The light rail (LRT) station opened along with the start of LRT service in 2019, but as of 2016 there is no timeline for the construction of the remainder of the transit components. As a result, the intermodal facility will not open until 2022 at the earliest.

The LRT platforms are located on either side of King Street in Kitchener, on the north side of Victoria Street. North of the station, the LRT tracks become adjacent through the Moore/Breithaupt intersection and proceed within the median of King beyond, towards Waterloo.
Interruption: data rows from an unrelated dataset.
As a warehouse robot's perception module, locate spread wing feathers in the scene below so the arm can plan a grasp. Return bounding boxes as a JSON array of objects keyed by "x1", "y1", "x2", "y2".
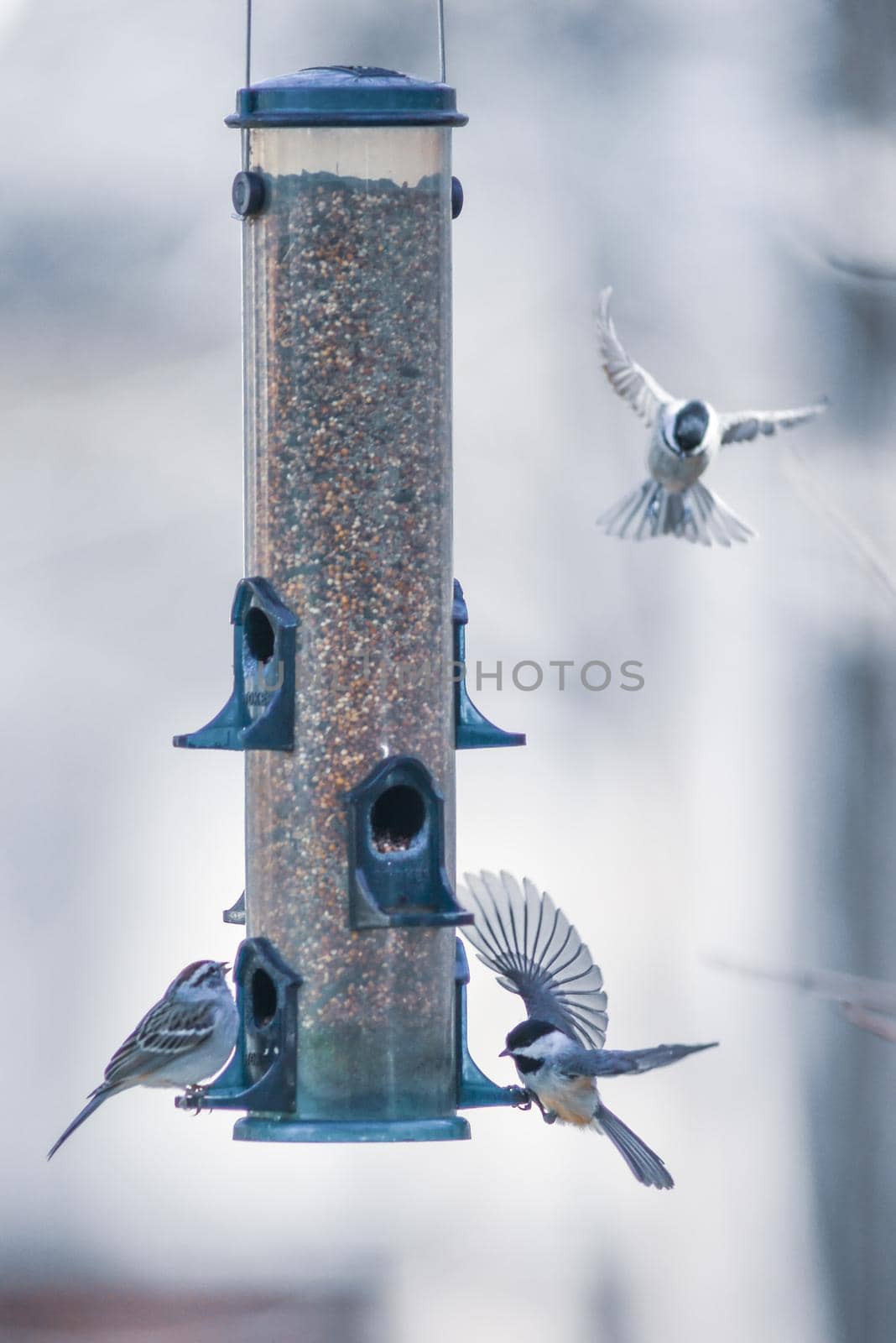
[
  {"x1": 562, "y1": 1039, "x2": 719, "y2": 1077},
  {"x1": 596, "y1": 289, "x2": 672, "y2": 425},
  {"x1": 96, "y1": 998, "x2": 215, "y2": 1090},
  {"x1": 596, "y1": 481, "x2": 754, "y2": 546},
  {"x1": 719, "y1": 400, "x2": 827, "y2": 446},
  {"x1": 457, "y1": 871, "x2": 607, "y2": 1049}
]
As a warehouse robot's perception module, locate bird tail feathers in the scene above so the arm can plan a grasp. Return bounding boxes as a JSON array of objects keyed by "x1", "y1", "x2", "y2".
[
  {"x1": 594, "y1": 1105, "x2": 675, "y2": 1189},
  {"x1": 47, "y1": 1086, "x2": 121, "y2": 1160},
  {"x1": 596, "y1": 479, "x2": 755, "y2": 546}
]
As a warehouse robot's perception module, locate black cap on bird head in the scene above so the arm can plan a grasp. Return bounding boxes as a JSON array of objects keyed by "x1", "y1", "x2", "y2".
[
  {"x1": 499, "y1": 1016, "x2": 557, "y2": 1058},
  {"x1": 672, "y1": 401, "x2": 710, "y2": 452}
]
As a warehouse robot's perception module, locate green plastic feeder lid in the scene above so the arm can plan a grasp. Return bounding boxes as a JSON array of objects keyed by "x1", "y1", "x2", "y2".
[{"x1": 227, "y1": 65, "x2": 468, "y2": 128}]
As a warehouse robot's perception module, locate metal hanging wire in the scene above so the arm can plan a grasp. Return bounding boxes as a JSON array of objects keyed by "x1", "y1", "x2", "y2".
[{"x1": 240, "y1": 0, "x2": 253, "y2": 172}]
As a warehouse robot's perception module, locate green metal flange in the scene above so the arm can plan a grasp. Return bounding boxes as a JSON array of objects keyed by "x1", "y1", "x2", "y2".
[
  {"x1": 455, "y1": 938, "x2": 527, "y2": 1110},
  {"x1": 452, "y1": 579, "x2": 526, "y2": 750}
]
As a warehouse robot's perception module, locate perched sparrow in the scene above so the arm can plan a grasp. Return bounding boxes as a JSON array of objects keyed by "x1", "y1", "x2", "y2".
[
  {"x1": 457, "y1": 871, "x2": 716, "y2": 1189},
  {"x1": 47, "y1": 960, "x2": 237, "y2": 1160},
  {"x1": 596, "y1": 289, "x2": 827, "y2": 546}
]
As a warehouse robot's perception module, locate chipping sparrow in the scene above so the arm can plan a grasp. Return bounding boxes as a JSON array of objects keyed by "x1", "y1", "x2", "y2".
[
  {"x1": 47, "y1": 960, "x2": 237, "y2": 1160},
  {"x1": 596, "y1": 289, "x2": 827, "y2": 546}
]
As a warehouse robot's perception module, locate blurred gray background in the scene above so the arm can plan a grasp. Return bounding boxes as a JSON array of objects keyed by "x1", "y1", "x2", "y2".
[{"x1": 0, "y1": 0, "x2": 896, "y2": 1343}]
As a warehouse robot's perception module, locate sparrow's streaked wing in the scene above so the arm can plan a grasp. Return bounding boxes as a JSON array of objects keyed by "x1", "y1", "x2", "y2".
[
  {"x1": 719, "y1": 400, "x2": 827, "y2": 447},
  {"x1": 102, "y1": 999, "x2": 215, "y2": 1086},
  {"x1": 457, "y1": 871, "x2": 607, "y2": 1049},
  {"x1": 562, "y1": 1039, "x2": 719, "y2": 1077},
  {"x1": 596, "y1": 289, "x2": 674, "y2": 425}
]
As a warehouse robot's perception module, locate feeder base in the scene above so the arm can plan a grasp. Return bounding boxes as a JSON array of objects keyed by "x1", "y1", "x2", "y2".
[{"x1": 233, "y1": 1115, "x2": 470, "y2": 1143}]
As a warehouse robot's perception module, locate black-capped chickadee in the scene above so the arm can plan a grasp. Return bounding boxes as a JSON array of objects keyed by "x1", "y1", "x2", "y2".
[
  {"x1": 457, "y1": 871, "x2": 716, "y2": 1189},
  {"x1": 596, "y1": 289, "x2": 827, "y2": 546}
]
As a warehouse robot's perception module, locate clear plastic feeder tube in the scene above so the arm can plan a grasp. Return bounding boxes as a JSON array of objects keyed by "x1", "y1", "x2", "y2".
[{"x1": 237, "y1": 76, "x2": 460, "y2": 1120}]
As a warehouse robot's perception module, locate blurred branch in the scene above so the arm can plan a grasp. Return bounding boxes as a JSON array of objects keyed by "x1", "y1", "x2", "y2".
[
  {"x1": 706, "y1": 956, "x2": 896, "y2": 1045},
  {"x1": 840, "y1": 1003, "x2": 896, "y2": 1045},
  {"x1": 784, "y1": 443, "x2": 896, "y2": 603},
  {"x1": 825, "y1": 253, "x2": 896, "y2": 284}
]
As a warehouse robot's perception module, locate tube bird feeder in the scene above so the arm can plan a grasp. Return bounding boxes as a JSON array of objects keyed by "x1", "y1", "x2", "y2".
[{"x1": 175, "y1": 57, "x2": 524, "y2": 1142}]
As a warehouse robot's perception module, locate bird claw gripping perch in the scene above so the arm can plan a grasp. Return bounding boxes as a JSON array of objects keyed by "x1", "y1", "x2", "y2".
[
  {"x1": 513, "y1": 1090, "x2": 557, "y2": 1124},
  {"x1": 180, "y1": 1084, "x2": 211, "y2": 1119}
]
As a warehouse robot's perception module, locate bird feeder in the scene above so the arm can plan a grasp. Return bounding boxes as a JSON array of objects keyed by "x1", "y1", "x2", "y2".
[{"x1": 175, "y1": 55, "x2": 524, "y2": 1142}]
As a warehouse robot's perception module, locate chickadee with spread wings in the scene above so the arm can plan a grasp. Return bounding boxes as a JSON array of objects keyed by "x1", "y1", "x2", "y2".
[
  {"x1": 457, "y1": 871, "x2": 716, "y2": 1189},
  {"x1": 596, "y1": 289, "x2": 827, "y2": 546}
]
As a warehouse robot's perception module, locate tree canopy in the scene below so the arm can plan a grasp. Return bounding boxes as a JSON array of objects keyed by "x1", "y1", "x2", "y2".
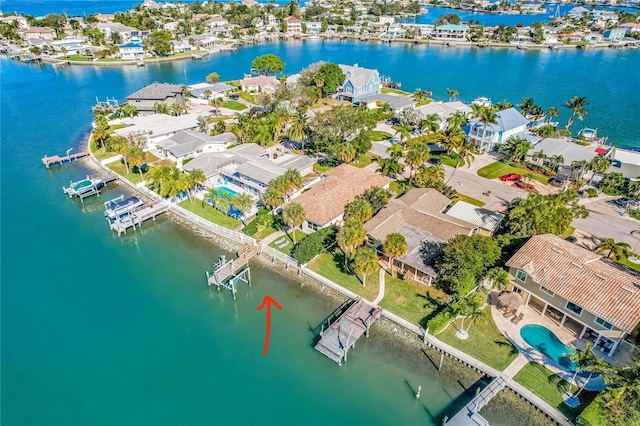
[{"x1": 251, "y1": 53, "x2": 284, "y2": 75}]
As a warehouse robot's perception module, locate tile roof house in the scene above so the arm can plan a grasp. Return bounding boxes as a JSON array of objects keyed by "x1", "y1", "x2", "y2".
[
  {"x1": 467, "y1": 108, "x2": 529, "y2": 151},
  {"x1": 364, "y1": 188, "x2": 479, "y2": 285},
  {"x1": 338, "y1": 64, "x2": 382, "y2": 104},
  {"x1": 183, "y1": 143, "x2": 316, "y2": 197},
  {"x1": 295, "y1": 164, "x2": 391, "y2": 232},
  {"x1": 155, "y1": 130, "x2": 238, "y2": 167},
  {"x1": 127, "y1": 83, "x2": 186, "y2": 114},
  {"x1": 506, "y1": 234, "x2": 640, "y2": 356}
]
South of the station, the tracks split: southbound, they take Victoria to reach Charles Street, which they follow alongside; northbound, they continue along King to Francis Street, which connects them to Duke Street, which they follow alongside.

The platforms are connected with King Street's sidewalks at either end, and pedestrians passing through walk along the platform. The station's feature walls consist of glass tiles in a varying pattern of blues and greys and displays "Innovation District" under the station's name.

Intermodal terminal
After some public consultation, plans for the "King and Victoria Transit Hub" were made public in November 2020. In addition to integration with the Ion light rail system, the new train and bus station would also feature a connection to the Iron Horse Trail, one of the most-travelled cycling and walking routes in the region, as well as a pedestrian underpass connecting the north and south halves of Waterloo Street, creating more pedestrian routes in the immediate area. The planned two-storey station would have ramps and elevators to reach the railway platform level from the street level. It would also have a publicly bookable community room for local events. The construction of the new station is also listed as a project dependency in Metrolinx's March 2021 preliminary business case for two-way, all-day service on the GO Kitchener line. This is due to the need for a second station platform in order to accommodate two-way service.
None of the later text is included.